# Attn Globe Slicer owners, help!



## iron city (Mar 25, 2013)

Hello all. I recently picked up a Globe model #75 off of craigslist. I am in the process of restoring it now but am stuck and need some help. I do not how to remove the spindle in the middle where the blade housing sits (see pic #2). Does anyone with a model 75 or similar model know? I have so far gathered that it was made in 1946. It has a serial of 60033 making it what I would assume is the 33rd one produced that year. The blade also had a 5/46 inscribed on it further verifying my thoughts it was a 46. 1946 was the first year for the #75 and it was produced until 1952 from what information I could find on the net. If anyone can answer my original question I would appreciate it!!













image(1).jpeg



__ iron city
__ Mar 25, 2013


















image.jpeg



__ iron city
__ Mar 25, 2013


----------



## pops6927 (Mar 25, 2013)

Here is their help address:

http://www.globeequipment.com/ContactUs


----------



## jp61 (Mar 26, 2013)

Globe does not list that model #, at least I didn't see it listed. Call Kenny Jones....I've talked with him before regarding my slicer and he was very helpful.
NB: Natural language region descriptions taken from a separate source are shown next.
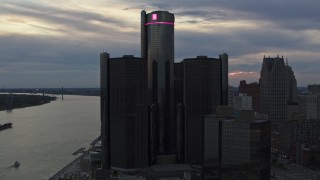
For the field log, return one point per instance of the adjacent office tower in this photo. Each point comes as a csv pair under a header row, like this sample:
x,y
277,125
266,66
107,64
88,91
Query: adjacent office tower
x,y
201,94
278,88
253,90
157,48
124,116
273,90
239,145
224,79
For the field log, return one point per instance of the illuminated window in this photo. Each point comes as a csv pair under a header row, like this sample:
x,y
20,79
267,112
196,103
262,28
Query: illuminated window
x,y
154,17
http://www.globeslicers.com/site/content.asp?id=135


----------



## iron city (Mar 26, 2013)

JP61 said:


> Globe does not list that model #, at least I didn't see it listed. Call Kenny Jones....I've talked with him before regarding my slicer and he was very helpful.
> 
> http://www.globeslicers.com/site/content.asp?id=135


Thanks, you are actually the second person to recommend Kenny.


----------



## rock4200 (Jul 1, 2015)

Hi Iron City,

I believe I just picked up the same model from a CL find. I want to take it apart and refurbish it. Did you have any luck with finding out more information on the Globe 75?


----------